今では家事労働もあらゆることがらが電化され自動化され、さらにハイテク技術がすすみ、何事も世話なしになっています。 

「一日いっぱい畑の草を取る」家の手伝い、これはすぐ想像できます。さて、一方

「水を500杯でも汲む」という家事労働はどんな内容だったのだろうと様々に思いを馳せてみます。

ここから先は私の勝手な想像の世界ですが、ちょっとおつきあいくださいね。

家のすぐそばに用水路が引いてあり、そこからバケツに500杯の水を汲んで何かを満たす…、さて、なんだろう。五右衛門風呂に水を溜めることでもしたのだろうか?普段は筧の水を引き込んで用無しだったものが何かの事情でその日は一日使えず修理中だった。

コックの栓をひねれば水がよどみなく出る水道が行き渡ってない時代であればそんな出来事もあったでしょう。水は人が暮らす上で極めて貴重です。

農家の仕事をしている家庭では一日の労働を終えて、汗まみれ埃まみれになった身体を風呂で洗い流すというのは極めて御馳走です。

こうした生活の有り様の細部までを感じ取り、分かっていた虔十さんだから黙々と水を運び続けたのでしょう。

不承不承に500杯の水を運ばされていたら全くの『苦役』ですが、ここでは違います。

家族のみんなのために役に立ちたいという心根が500杯の水の運搬をやり遂げたのでしょう。

その結果ヘトヘトになって寝転ぶ虔十さんがいたのでしょうか、

『…けれども虔十のおっかさんもお父さんも、なかなかそんなことを、虔十に言いつけようとはしませんでした。』とあります。
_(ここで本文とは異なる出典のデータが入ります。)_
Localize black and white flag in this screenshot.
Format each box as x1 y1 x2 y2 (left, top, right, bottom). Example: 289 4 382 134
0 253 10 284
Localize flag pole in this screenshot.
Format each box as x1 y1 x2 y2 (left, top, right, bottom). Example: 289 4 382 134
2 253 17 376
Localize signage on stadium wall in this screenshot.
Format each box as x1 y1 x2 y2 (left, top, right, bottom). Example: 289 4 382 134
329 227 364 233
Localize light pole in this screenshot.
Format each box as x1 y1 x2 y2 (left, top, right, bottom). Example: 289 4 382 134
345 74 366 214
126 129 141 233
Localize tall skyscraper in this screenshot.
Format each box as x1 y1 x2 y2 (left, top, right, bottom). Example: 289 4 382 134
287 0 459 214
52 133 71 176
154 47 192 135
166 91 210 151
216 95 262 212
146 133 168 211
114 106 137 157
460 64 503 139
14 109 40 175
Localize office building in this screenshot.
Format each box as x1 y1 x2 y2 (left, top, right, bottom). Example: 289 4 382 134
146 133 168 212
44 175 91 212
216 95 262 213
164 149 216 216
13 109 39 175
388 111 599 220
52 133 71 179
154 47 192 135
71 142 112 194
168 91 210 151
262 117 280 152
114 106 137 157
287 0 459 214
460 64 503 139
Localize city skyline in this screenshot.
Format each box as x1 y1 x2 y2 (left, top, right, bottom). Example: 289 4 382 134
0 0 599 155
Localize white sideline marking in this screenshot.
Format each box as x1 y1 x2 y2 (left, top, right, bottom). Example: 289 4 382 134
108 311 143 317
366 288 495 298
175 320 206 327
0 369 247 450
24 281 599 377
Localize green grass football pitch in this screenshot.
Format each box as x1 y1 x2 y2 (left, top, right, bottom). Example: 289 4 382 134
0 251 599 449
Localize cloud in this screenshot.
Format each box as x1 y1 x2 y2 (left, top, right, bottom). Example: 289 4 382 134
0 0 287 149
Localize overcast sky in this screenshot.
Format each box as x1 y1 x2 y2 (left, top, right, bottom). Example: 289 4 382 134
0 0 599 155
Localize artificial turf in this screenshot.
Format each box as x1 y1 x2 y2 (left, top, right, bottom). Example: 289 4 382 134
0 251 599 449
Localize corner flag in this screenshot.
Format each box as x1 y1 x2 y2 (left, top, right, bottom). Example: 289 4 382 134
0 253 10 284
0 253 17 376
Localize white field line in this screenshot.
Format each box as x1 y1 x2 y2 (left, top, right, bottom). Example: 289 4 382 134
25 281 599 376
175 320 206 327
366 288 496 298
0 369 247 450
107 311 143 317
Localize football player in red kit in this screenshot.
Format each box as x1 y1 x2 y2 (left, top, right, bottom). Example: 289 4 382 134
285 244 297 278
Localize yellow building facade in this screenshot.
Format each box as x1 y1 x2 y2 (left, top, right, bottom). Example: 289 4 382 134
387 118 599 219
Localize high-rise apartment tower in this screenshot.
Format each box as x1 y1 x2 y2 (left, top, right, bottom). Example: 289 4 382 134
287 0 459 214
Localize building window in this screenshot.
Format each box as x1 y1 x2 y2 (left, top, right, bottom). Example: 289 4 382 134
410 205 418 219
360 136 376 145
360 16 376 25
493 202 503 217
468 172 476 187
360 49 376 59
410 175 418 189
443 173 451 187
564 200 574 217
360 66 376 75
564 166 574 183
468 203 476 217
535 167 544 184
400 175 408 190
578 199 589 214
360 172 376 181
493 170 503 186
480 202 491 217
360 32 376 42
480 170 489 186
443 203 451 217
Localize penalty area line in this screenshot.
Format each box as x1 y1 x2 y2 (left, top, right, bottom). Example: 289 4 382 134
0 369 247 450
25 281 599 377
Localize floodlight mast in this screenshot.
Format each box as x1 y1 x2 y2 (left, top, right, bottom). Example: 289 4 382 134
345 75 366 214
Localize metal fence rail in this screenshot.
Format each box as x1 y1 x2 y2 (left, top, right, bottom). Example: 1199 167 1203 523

疲労困憊でバテているけれども達成感に満ちた目の輝きの虔十さんです。その姿を見つめるおっかさんお父さんのまなざしを感じます。

水を500杯運び続ける過程で自分の目で見て、自分の脳みそでものを考え、あと半分、あともうちょっと、あといっぱいというように疲れた身体を励まし、家族のみんなの役に立ちたいという思いを貫きました。

ついに500杯もの水を運んだのです。

賢治さんの両の手のひらはすっかりまめができて潰れていたかもしれませんね。

誇らしいてのひらです。けれどもちょっと痛々しいてのひら。

お父さんは筧の水樋の修理を急いだことでしょう。

こんな家族間の心の交流が想像されます。

電化も自動化もされてない不便さ()は決して悲しいものではなく、むしろ心豊かな人々の暮らしがそこに脈打っていたのです。